1 263,73 euros. Il y a lieu de lui adresser une injonction en ce sens et de lui impartir un délai de deux mois pour s'y conformer.

Sur les frais d'instance :

7. Il y a lieu dans les circonstances de l'espèce de mettre à la charge de l'EHPAD " Les deux châteaux " une somme de 1 500 euros au titre des frais exposés par Mme A épouse B et non compris dans les dépens, en application de l'article L. 761-1 du code de justice administrative.

D É C I D E :

Article 1er : La décision du 11 octobre 2021 par laquelle le directeur de l'EHPAD " Les deux châteaux " a suspendu Mme A épouse B de ses fonctions sans rémunération à compter du même jour, jusqu'à la production d'un justificatif de vaccination ou de contre-indication à la vaccination contre la covid-19, ensemble la décision de rejet de son recours gracieux sont annulées.

Article 2 : Il est enjoint à l'EHPAD " Les deux châteaux " de régulariser la situation financière de Mme A épouse B pour la période allant du 11 au 31 octobre 2021 en lui versant la somme de 1 263,73 euros dans un délai de deux mois à compter de la notification du présent jugement.

Article 3 : L'EHPAD " Les deux châteaux " versera la somme de 1 500 euros à Mme A épouse B en application de l'article L. 761-1 du code de justice administrative.

Article 4 : Le présent jugement sera notifié à Mme C A épouse B et à l'EHPAD " Les deux châteaux ".
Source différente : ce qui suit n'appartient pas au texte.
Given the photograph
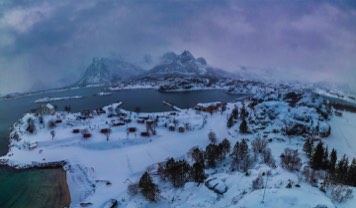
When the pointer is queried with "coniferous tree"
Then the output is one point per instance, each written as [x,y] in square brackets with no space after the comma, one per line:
[234,156]
[332,161]
[230,122]
[244,112]
[233,117]
[308,147]
[352,173]
[325,164]
[342,169]
[317,157]
[197,172]
[224,148]
[235,113]
[211,155]
[198,155]
[243,127]
[177,172]
[148,189]
[243,152]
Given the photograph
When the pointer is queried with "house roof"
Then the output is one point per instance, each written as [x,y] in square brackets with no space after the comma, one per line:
[49,106]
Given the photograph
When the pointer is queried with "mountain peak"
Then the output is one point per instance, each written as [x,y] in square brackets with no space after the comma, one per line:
[186,56]
[107,70]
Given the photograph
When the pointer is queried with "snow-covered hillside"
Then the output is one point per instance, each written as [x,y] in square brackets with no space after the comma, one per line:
[107,150]
[185,64]
[108,71]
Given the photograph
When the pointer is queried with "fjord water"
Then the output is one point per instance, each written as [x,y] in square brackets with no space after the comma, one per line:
[46,187]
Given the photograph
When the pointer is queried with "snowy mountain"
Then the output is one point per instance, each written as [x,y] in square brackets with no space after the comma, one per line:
[109,70]
[185,64]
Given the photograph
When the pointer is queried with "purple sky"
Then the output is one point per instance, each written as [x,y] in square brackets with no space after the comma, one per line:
[49,43]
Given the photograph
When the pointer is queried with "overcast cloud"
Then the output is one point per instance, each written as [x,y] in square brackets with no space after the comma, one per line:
[49,43]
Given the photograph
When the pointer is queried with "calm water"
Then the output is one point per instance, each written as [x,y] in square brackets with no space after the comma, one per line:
[18,188]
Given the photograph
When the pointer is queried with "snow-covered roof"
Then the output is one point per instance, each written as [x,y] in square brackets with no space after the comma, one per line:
[49,106]
[204,105]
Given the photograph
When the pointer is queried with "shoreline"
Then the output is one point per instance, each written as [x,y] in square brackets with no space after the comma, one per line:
[50,186]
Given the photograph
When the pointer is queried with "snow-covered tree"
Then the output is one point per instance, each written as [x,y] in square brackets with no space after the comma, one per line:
[148,189]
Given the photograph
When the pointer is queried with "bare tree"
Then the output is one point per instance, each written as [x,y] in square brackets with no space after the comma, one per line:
[290,159]
[341,193]
[212,137]
[257,183]
[259,145]
[53,133]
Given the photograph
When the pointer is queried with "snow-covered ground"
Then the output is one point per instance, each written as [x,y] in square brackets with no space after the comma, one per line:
[99,169]
[51,99]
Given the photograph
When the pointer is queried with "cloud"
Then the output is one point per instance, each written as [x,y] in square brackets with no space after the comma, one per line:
[51,41]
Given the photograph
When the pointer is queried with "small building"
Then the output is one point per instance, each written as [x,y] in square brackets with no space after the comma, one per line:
[47,109]
[33,145]
[132,129]
[209,107]
[140,121]
[181,129]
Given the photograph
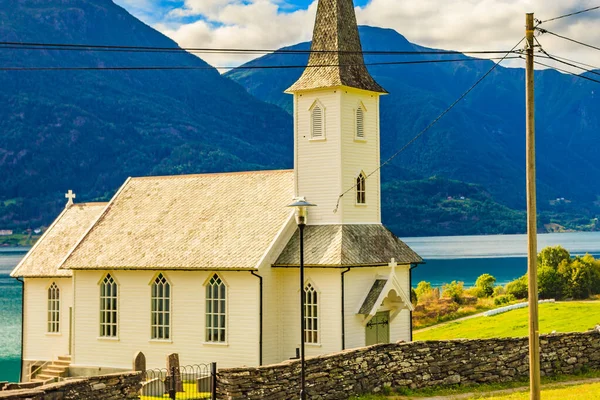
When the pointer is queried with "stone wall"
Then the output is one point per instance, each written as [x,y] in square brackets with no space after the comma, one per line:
[103,387]
[413,365]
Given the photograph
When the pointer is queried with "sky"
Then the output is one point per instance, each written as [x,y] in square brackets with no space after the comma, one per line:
[446,24]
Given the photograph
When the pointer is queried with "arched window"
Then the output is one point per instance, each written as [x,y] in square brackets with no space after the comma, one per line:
[317,123]
[216,310]
[360,123]
[311,314]
[53,308]
[161,308]
[361,189]
[108,307]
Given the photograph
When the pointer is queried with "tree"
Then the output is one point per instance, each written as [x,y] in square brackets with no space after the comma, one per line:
[518,287]
[484,285]
[552,256]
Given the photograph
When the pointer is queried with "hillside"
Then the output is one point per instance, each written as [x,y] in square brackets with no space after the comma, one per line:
[482,140]
[89,130]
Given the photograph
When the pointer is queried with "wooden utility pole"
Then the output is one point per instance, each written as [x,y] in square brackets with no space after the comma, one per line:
[534,332]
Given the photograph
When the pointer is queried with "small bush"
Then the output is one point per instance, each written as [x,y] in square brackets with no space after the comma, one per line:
[504,299]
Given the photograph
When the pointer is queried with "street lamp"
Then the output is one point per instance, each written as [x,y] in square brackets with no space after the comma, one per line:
[300,204]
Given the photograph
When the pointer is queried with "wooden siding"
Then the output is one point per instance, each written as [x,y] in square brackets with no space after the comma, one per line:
[358,282]
[38,344]
[328,284]
[188,320]
[326,168]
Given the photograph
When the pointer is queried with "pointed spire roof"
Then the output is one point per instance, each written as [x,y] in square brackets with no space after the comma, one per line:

Délibéré après l'audience du 22 février 2024, à laquelle siégeaient :

M. Boutou, président,

Mme Pierre, première conseillère,

M. Menet, premier conseiller.

Rendu public par mise à disposition au greffe le 14 mars 2024.

La rapporteure,

Signé

A-L Pierre

Le président,

Signé

B. Boutou

La greffière,

Signé

A. Ribière

La République mande et ordonne à la ministre du travail, de la santé et des solidarités en ce qui la concerne ou à tous commissaires de justice à ce requis en ce qui concerne les voies de droit commun contre les parties privées, de pourvoir à l'exécution de la présente décision.